O que parecia impossível se torna realidade nesta quarta-feira 26
Na primeira metade do terceiro mandato do presidente Lula, o Brasil voltou a colocar os mais pobres no centro das políticas públicas. E não foi apenas retórica – os números apresentados pelo Ipea nesta terça-feira (25) apontam que o Brasil alcançou, em 2024, os melhores indicadores de renda, desigualdade e pobreza desde o início da série histórica, em 1995. Segundo o estudo conduzido pelos pesquisadores Pedro Herculano Souza e Marcos Dantas Hecksher, a renda domiciliar per capita cresceu cerca de 70% em três décadas, a desigualdade caiu quase 18% e a extrema pobreza despencou de 25% para menos de 5% da população.
Os dados mostram que o avanço recente tem origem clara: a combinação entre fortalecimento dos programas sociais – marca dos três governos Lula e dos dois governos Dilma – e um mercado de trabalho aquecido, com mais empregos e salários mais altos. Entre 2021 e 2024, a renda média real cresceu mais de 25%, com redução simultânea da pobreza e da desigualdade. Não é pouca coisa num país que enfrentou recessão, crise política, pandemia e um ciclo prolongado de austeridade – sobretudo após o golpe de estado de 2016, contra a ex-presidenta Dilma Rousseff.
Se Lula prometeu colocar o pobre no orçamento, a primeira parte dessa promessa está cumprida. Agora começa a segunda: colocar o rico no Imposto de Renda.
Nesta quarta-feira (26), às 10h30, o presidente sanciona a lei que promove a mais significativa mudança no Imposto de Renda Pessoa Física em décadas. A faixa de isenção sobe para R$ 5 mil mensais, atendendo a uma demanda reprimida da classe média. Quem ganha até R$ 7.350 também terá direito a descontos simplificados. Cerca de 15 milhões de brasileiros deixarão de pagar Imposto de Renda imediatamente. É um alívio concreto para quem foi esmagado pela defasagem acumulada da tabela.
Ao mesmo tempo, o compromisso de justiça fiscal se materializa com a taxação adicional sobre rendimentos acima de R$ 600 mil anuais em dividendos.

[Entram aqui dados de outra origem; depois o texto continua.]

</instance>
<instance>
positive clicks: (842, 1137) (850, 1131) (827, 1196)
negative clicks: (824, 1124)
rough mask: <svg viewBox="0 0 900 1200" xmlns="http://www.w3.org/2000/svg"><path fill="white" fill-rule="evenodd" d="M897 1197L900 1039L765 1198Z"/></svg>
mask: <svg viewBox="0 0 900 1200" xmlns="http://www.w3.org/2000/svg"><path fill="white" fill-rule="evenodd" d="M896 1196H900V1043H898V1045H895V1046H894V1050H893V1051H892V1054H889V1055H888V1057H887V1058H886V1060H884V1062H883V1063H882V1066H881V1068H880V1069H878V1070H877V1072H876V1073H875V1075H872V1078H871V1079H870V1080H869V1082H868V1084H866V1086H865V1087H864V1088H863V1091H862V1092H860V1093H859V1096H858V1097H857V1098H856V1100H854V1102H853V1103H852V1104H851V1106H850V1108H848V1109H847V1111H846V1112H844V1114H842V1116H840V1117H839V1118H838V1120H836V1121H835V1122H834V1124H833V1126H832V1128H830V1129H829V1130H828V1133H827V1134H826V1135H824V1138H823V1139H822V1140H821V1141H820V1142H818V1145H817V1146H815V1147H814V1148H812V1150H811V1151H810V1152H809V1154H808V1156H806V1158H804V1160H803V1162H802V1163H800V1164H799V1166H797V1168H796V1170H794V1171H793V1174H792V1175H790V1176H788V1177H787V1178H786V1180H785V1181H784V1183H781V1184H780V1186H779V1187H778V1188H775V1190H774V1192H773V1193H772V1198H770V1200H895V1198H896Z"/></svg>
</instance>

É o início da aplicação do conceito de progressividade tributária: quem ganha mais, também paga.
O movimento do governo brasileiro acompanha uma tendência internacional. Países desenvolvidos voltaram a discutir e implementar taxações mais robustas sobre altos patrimônios e grandes rendas. Não há Estado forte sem financiamento adequado, e não há financiamento justo quando o peso recai sobre os trabalhadores, enquanto os rendimentos financeiros ficam praticamente intocados.
Ao tentar restabelecer um equilíbrio mínimo da tributação, Lula resgata o espírito que marcou seus governos anteriores: elevar o padrão de vida das maiorias, reduzir desigualdades e fazer com que os mais favorecidos contribuam proporcionalmente para o financiamento das políticas públicas.
A nova lei é, portanto, mais do que uma mudança técnica. Trata-se de um gesto político que sintetiza um projeto de país – um país em que crescimento econômico e combate à desigualdade caminham juntos.
O estudo do Ipea reforça que a redução atual da pobreza e da desigualdade não é acidental. Ela decorre de duas forças equivalentes: um mercado de trabalho aquecido, gerando mais empregos e melhores salários, e o fortalecimento dos programas sociais, como o Bolsa Família.
De acordo com o estudo do Ipea, ainda há 4,8% da população em extrema pobreza e 26,8% abaixo da linha de pobreza. O mérito do governo está justamente em apontar o caminho para reduzir ainda mais esses números com medidas estruturais – e não com atalhos improvisados.
No dia de hoje, começa a ser cumprida a promessa fiscal do governo Lula 3: tornar o sistema tributário mais justo, aliviar a classe média e fazer com que os muito ricos também contribuam. O que antes parecia impossível tornou-se realidade neste 26 de novembro. Quanto à grande notícia de ontem, sobre o início do cumprimento da pena do inominável e dos militares golpistas, que seja página virada na história do Brasil, que finalmente começa a construir um novo tempo.